1994’te sürgünde bulunduğu ABD’den ülkesine geri döndü, çeşitli gazetelerde köşe yazarlığı yaptı, kurduğu vakıf aracılığıyla genç Rus yazarların yetişmesine rehberlik etti. Roman, anı ve hikâyelerinin yanı sıra gazete ve dergilerde yayımlanmış politika ve ahlak üstüne yazıları da bulunmaktadır. 3 Ağustos 2008 tarihinde, babasının Moskova’daki evinde, kalp yetmezliği nedeniyle vefat etti.

Edebî Eserleri ve Rus Edebiyatındaki Yeri 

1962’de Novy Mir-Yeni Dünya dergisinde İvan Denisoviç’in Bir Günü adlı romanı yayımlandı. Romanda bir mahkûmun çalışma kampında geçen tipik bir gününü anlattı. 1962’de hapishanede geçen günlerinden esinlenerek yazdığı İvan Denisoviç’in Bir Günü, 1994 yılına dek onun Rusya’da yayımlanan tek eseri oldu.
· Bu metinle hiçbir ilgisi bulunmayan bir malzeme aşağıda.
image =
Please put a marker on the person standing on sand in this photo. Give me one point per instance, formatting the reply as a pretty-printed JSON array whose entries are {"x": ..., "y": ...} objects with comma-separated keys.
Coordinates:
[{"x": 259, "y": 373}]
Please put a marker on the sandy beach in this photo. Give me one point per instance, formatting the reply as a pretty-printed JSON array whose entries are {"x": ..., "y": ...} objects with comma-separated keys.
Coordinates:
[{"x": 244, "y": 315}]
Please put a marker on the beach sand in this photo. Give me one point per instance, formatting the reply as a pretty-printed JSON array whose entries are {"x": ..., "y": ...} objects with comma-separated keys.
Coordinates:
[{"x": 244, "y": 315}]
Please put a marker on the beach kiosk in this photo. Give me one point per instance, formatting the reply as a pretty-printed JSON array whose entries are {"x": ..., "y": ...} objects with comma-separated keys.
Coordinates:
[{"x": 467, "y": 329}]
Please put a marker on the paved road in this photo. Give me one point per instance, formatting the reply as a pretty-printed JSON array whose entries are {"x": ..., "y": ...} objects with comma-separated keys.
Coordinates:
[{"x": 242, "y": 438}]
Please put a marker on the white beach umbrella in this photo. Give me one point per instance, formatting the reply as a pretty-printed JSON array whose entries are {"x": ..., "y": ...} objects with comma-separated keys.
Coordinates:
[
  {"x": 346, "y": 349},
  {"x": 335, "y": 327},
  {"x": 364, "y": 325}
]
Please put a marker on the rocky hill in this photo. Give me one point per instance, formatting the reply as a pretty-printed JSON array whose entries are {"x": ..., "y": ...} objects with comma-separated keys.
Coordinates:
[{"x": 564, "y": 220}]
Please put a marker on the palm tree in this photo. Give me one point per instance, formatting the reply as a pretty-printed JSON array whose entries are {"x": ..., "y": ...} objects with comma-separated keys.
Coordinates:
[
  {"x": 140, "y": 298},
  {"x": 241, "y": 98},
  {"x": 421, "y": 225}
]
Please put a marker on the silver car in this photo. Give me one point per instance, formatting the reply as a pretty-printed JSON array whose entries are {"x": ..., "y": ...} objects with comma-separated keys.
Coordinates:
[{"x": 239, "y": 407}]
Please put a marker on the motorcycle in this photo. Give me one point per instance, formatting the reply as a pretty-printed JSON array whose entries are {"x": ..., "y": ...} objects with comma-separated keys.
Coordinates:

Dostoyevski’den etkilendi ve eserinde, bireyin mahkûm iken bile kendi içinde özgür olabilmesini ve kendi etik kararlarını alabileceğini gösterdi. 1963’te Sovyetler Birliğinde kültürel faaliyetlerin üzerinde sansür uygulamalarının yoğunlaşması üzerine yazar da 1962’de Rusya’da yayımlattığı eserinden sonra diğer eserlerini resmî kanallardan yayımlatamadı ve hatta yayımlatması 20 yıl yasaklandı. Bunun üzerine eserlerini ya kendi imkânları ile gizli olarak ülkesinde ya da yurt dışında yayımlattı. Eserlerinde hapishanelerde, çalışma kamplarında veya normal yaşamda baskı altında geçen hayatlarını ve birçok açıdan özgürlükleri elinden alınan kişilerin yaşamlarını anlattı. 

Kreçetovka İstasyonu adlı eserini, Kreçetovka İstasyonu ve Matryona’nın evi adlı iki hikâyeden oluşturdu. Birinci hikâye Kreçetovka İstasyonu’nda İkinci Dünya Savaşı sırasında bir demir yolu istasyonundaki günlük hareketleri, hikâyenin kahramanı Kreçetovka İstasyonu’nun komutan yardımcısı Teğmen Zotov’un gözünden anlattı. İkinci hikâye Matryona’nın Evi’nde kendi idealindeki Sovyet vatandaşlığına örnek bir karakter olarak Martroyana’yı yarattı. Soljenitsin toplumu ahlaki değerlerin ayakta tuttuğuna inanıyordu. Maddeci Sosyalist toplum içinde hayatını kendi değerleriyle yaşamaya çalışan bir kadını, bir öğretmenin dilinden “didaktik tarzda” anlattı. Bireyin her durumda kendine ait değerlerinin olması gerektiği düşüncesini hikâye ve romanlarında savundu. Eserinde; şehirleşmeye, teknolojiye, alkole tepkiyi, en önemlisi Rus halkına ait değerlerin kayboluşuna göz yumulmasını eleştirdi. 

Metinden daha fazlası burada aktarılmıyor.